Par courrier du 27 août 2007, le ministre des Classes Moyennes, du Tourisme et du Logement, désigné ci-après par « le ministre », informa Monsieur … qu’il envisageait de lui retirer son autorisation d’établissement n°… délivrée le 1er juin 2006, au motif suivant : « […] il s’est avéré après vérifications que l’autorisation en question vous a été indûment octroyée sur base d’un faux document soumis à l’appui de votre demande, en l’occurrence un certificat CE.
En conséquence […] vous ne remplissez pas la condition pourtant fondamentale de qualification professionnelle requise expressément à l’article 3, alinéa 1er de la loi du 28 décembre 1988 en vue d’accéder à l’exercice d’une activité y prévue ». Le ministre indiqua par ailleurs à Monsieur … qu’il disposait d’un délai de huit jours afin de présenter, le cas échéant, des observations quant au retrait envisagé.
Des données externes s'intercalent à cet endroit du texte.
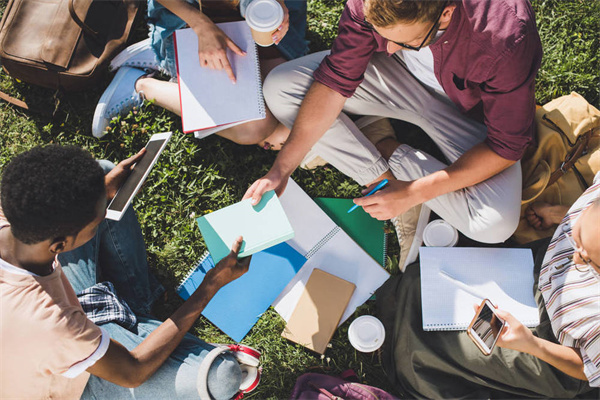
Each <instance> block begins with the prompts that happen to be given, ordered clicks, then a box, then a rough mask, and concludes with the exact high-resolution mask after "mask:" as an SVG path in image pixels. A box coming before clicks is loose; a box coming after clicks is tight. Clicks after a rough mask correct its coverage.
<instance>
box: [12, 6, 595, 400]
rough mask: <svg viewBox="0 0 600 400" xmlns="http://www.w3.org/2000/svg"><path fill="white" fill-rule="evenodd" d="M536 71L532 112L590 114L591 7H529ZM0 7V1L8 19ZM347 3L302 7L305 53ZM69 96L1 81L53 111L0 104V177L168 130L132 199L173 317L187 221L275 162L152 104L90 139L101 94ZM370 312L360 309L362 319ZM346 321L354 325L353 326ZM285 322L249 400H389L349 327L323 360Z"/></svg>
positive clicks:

Par courrier du 27 septembre 2007, le ministre s’adressa de nouveau à Monsieur … dans les termes suivants : « Suite au courrier du 27 août 2007, il a été procédé à une reconsidération de la qualification professionnelle par un réexamen de votre dossier de la part de la commission prévue à l’article 2 de la loi d’établissement du 28 décembre 1988, modifiée le 4 novembre 1997 et le 9 juillet 2004.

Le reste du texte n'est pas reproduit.